Literacy, and easy and universal access to printed material is something taken for granted and expected in developed countries. Yet even in developed countries such as New Zealand less than ten percent of print material is available to blind and vision impaired and other print-disabled people. In developing countries it can be a little as one percent. Millions of people worldwide, including older people, working people, children and university students are denied access to books and other printed material. This is the international book famine.

Blind and print-disabled people should be able to go to a bookshop or library to borrow and read the new bestseller novel or the latest celebrity memoir like everyone else. Blind and partially sighted people of working age need to access a wide variety of print materials, including books relating to the profession or job. Children and young people want to be able to go to school and university and develop high standards of literacy as much as their sighted peers do. But life choices and opportunities are limited by a lack or low level of literacy as a result of inaccessible books. Sometimes it is about teaching and opportunity, but more often it is about access to the same range of books as their sighted peers.

Access used to be much more difficult because blind and vision impaired people needed expensive specialised technology provided by specialist organisations to access reading material, books and magazines. Now accessible content can be read on accessible “out of the box” technology such as iPhones and iPads, although specialist technology which is slightly more affordable than it used to be is still available and widely used.

In New Zealand those who will benefit from the Marrakesh Treaty are the 12,000 members of the Blind Foundation. But Statistics New Zealand finds there are a further 168,000 (4%) of people with vision impairments.
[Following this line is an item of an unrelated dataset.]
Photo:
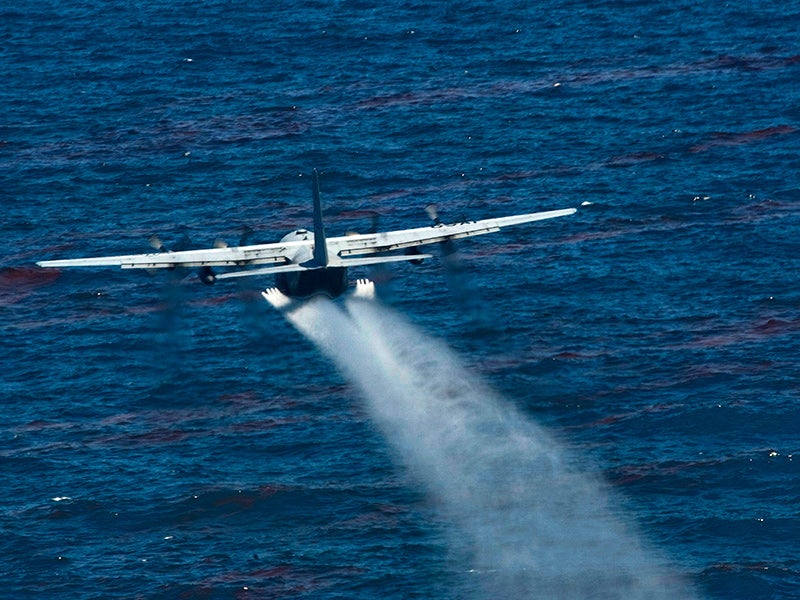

Their ability to read, even with correction, is affected too. They also need books in alternative formats. There are others who, for a variety of reasons cannot access print, for example, they are unable to hold a book.

The publishing industry and public libraries have traditionally taken little account of accessibility of print material until quite recently, seeing access for print-disabled people as a specialist and charitable endeavour. This has been partly because of technical limitations and the cost of equipment and production. Now readily available and cheaper accessible means of producing and distributing books accessibly, such as mainstream audiobooks and the ePub format for print has advanced to the point where the demand for access cannot be so easily ignored. Copyright remained a thorny issue for the various interests involved.

The Right to Read is an international campaign, and the advent of the provisions for access in the United Nations Convention of the Rights of Persons With Disabilities, (UNCRPD) has given focus and urgency to the issue. In New Zealand and similar countries there are still delays in accessing important education materials such as textbooks. Many specialist, literary and more popular general book titles are not available in accessible formats at all.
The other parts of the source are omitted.